Vozes Insurgentes De Mulheres Negras
Organizadora: Bianca Santana

O 25 de julho, dia internacional da mulher negra latino-americana e caribenha, oferece a oportunidade de refletirmos sobre as diversas lutas das mulheres afro-brasileiras. No campo da palavra escrita, muito já se produziu sobre essas mulheres, especialmente na área acadêmica. Mas, além do discurso sobre a mulher, há também a produção escrita própria dessas mulheres, que marca o seu protagonismo, produção que tem aumentado ao longo dos anos, seja na área da ficção ou da pesquisa acadêmica. O livro Vozes Insurgentes de Mulheres Negras tem a proposta de trazer as múltiplas vozes dessas mulheres por meio de depoimentos, artigos de jornal, letras de música, ensaios, entrevistas e poemas. No livro, essas vozes atravessam o tempo, vindas desde o século XVIII, com a carta de Esperança Garcia, até o século XXI, com a poesia de Conceição Evaristo, passando por Lélia Gonzalez, Laudelina de Campos, Carolina de Jesus, Leci Brandão, Neusa Maria Pereira, Mãe Stella de Oxóssi, Matilde Ribeiro e tantas outras personalidades significativas para a história e cultura afro-brasileiras. Essas vozes se insurgem contra os quadros de subordinação e é importante poder lê-las, pois trazem a visão de mundo e a subjetividade de parcela da população que foi silenciada durante muito tempo. Ler o livro é fazer essas vozes ressoarem com força.

Bucala, A Pequena Princesa Do Quilombo Do Cabula
Davi Nunes / Ilustrações: Daniel Santana

Bucala era a menina mais bonita do quilombo do Cabula. Quase toda manhãzinha o cabelo de Bucala era trançado com carinho por sua mãe. Quase toda noite seu pai a segurava pela cintura e a erguia ao céu, brincando com ela. Desses atos de afeto e da energia pura do quilombo, o axé, nascia a magia que envolvia a vida de Bucala.

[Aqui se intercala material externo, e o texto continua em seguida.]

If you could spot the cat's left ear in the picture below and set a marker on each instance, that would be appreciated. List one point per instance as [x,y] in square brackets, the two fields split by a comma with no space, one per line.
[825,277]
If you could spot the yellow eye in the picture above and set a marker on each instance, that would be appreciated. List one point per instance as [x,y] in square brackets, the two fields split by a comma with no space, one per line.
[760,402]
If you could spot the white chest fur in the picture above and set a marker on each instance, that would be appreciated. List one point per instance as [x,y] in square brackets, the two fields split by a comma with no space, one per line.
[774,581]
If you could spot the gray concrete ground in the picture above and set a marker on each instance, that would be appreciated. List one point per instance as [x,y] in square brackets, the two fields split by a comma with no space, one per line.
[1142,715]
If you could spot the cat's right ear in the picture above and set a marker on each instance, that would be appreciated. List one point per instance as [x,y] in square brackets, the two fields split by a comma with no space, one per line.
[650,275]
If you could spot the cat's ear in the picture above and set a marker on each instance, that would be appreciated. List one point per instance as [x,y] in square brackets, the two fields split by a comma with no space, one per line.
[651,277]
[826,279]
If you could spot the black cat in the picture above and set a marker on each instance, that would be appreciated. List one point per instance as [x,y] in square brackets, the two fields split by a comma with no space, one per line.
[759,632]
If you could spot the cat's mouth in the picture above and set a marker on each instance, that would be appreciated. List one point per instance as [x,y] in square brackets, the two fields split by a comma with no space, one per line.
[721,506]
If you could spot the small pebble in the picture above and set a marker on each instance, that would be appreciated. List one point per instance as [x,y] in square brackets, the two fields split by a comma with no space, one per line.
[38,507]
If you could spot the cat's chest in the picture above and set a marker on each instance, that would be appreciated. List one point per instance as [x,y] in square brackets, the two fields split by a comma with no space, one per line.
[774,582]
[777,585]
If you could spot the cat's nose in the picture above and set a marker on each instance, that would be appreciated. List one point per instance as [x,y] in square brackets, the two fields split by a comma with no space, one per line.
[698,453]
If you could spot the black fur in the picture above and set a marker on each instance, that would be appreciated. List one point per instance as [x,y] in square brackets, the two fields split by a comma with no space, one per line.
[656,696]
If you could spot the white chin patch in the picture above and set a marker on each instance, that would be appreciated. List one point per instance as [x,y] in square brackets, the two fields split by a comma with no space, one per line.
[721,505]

Ela voava no pássaro preto, cavalgava a onça suçuarana e mergulhava no reino das águas doces. A mata ao redor do quilombo era como uma muralha, que protegia aquele mundo onde Bucala era uma princesa. Havia os perigos que ameaçavam o lugar, homens com palavras horríveis tatuadas na pela e na testa. Mas podemos sentir que Bucala era feliz e estava segura. Esse mundo que o autor Davi Nunes nos mostra está enraizado nas tradições afro-brasileiras e o texto é um exemplo de que temos um rico imaginário de onde podemos extrair histórias que têm a força de encantar. Ao falar sobre a vida de Bucala, Davi nos fala dos quilombos, dos afetos entre pais e filhos, de sonhos e da magia que nasce da coroa de Bucala, uma coroa formada pelos seus cabelos crespos. Davi usa de forma criativa esses elementos de nossa história e nos conduz por um texto cheio de imaginação e encanto.